The best revenge is no reaction. Believe it, the silence and zero reaction really bothers your ex, and they consider it as the best served revenge. Nothing creates more curiosity than silence. Your ex would expect a vent or an angry rant from you, but don't give in.
Distancing yourself from your ex gives you space to explore your emotions, gives you the time to process the hurt, gives you perspective, and more, which eventually allows you to move on from the heartbreak. Forget what guys feel when their ex ignores them or what anyone feels when they are cut off by their ex.
Some people may think that ignoring your ex is the best revenge. This allows them to wonder about you since they don't see you checking up on them, and you may be fine without them. In general terms, having no contact at all for at least 30 days after a breakup can give ignoring your ex the best chance at working.
It might not seem rational, but that's just how emotions are. You ignoring him will remind him of the times he did you wrong, and make him feel so bad about himself he'd rather be behind bars. And he'll be pressed to dissect your relationship and ask himself what went wrong.
There is no easy way to deal with a breakup, but remaining silent actually speaks volumes to your ex. After all, actions speak louder than words! By staying silent, you're telling your ex that you're strong, resilient, and independent. You're relying on yourself — and no one else — for your own happiness.
Radio silence simply refers to the act of being distant from your partner in order to make him come back to you. When done the right way, it allows your ex to miss and crave you more. It reaffirms and reawakens the feels he has for you, compelling him to come back.
The simple answer to the above questions is yes. When you walk away and make him miss you, it's typical for a man to come back to you. The power of silence after a breakup is highly effective in making your partner come back. To start with, going silent after a breakup is a sign of confidence and self-esteem.
It is the single most recommended technique after a breakup. So what exactly is a no contact rule? The no contact rule is basically this period of time (generally 21 – 45 days) where you're going to ignore your ex to make them miss you while working on hitting the reset button for yourself by improving your life.
Research finds that feeling ignored can affect people's sensory perceptions, such as feeling that surroundings seem quieter. Being ignored creates feelings of self-doubt, feeling a lack of control, and feeling not worthy of attention.
The No Contact rule is so effective because it allows you to sit with your grief and wounds and not plug up any holes or feelings of brokenness with someone else, as sex and grief coach Breeshia Wade, explains.
We're creatures of habit, and when you're so used to talking to someone you care about all the time, it's hard to break the habit and cut contact. But by continuing to text your ex after your relationship is over, you're just dragging out drama and prolonging the time it takes to truly get over someone.
It can feel like an extreme move when you're still working to get over a breakup, but the truth is that cutting off contact with an ex is the fastest, most effective way to truly move on.
In fact, based on our research you can expect the average ex to begin missing you anywhere between 2.5 to 5.2 months after a breakup assuming you put forth signals that you are “moving on from them.”
Being silent allows us to channel our energies.

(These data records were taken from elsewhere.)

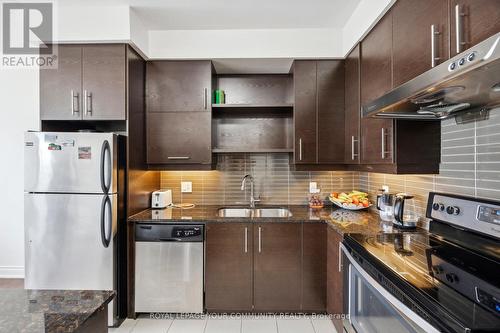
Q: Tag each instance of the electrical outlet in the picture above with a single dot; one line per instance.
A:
(313, 188)
(186, 187)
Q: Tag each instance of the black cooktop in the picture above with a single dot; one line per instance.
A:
(456, 285)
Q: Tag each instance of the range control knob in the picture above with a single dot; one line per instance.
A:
(438, 206)
(453, 210)
(452, 278)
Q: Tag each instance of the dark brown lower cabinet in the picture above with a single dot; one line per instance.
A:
(314, 245)
(228, 272)
(277, 266)
(266, 267)
(334, 278)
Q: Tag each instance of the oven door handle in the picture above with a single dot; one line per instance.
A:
(388, 296)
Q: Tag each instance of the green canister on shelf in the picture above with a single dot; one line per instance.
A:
(219, 97)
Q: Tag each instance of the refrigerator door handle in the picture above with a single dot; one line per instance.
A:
(106, 218)
(105, 166)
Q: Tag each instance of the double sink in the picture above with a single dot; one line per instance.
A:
(272, 212)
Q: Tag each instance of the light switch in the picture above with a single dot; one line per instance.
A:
(186, 187)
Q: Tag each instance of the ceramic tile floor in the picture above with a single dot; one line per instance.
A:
(216, 324)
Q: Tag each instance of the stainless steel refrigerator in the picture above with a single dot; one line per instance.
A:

It gives us the clarity we need to calmly face challenges and uncertainty. The hour of silence I practice each morning, and encourage you to practice as well, can be a time for collecting our thoughts, training our minds, and deciding how we want to enter into the day.
Exes may return in some cases. Since couples break up for various reasons, the circumstances of a breakup may impact the potential for reconnection. A recent study showed that 44% of Americans have gotten back together with one of their exes after breaking up with them.
Sure, it is okay to miss your ex and relive the memories you shared with them. Until and unless it does not strain your current relationship and makes your partner suspect you, there is nothing unhealthy about thinking about your ex.
Research has found that people who received the silent treatment experienced a threat to their needs of belonging, self-esteem, control, and meaningful existence. This type of behavior reinforces the feeling that someone we care about wants nothing to do with us. It can feel as though you don't exist.
Because the truth is, during no contact with your ex, they will start to miss you no matter what. What they do with that feeling is dependent on their personality. If you were dating an incredibly stubborn person, it might take months before your ex gives in and reaches out.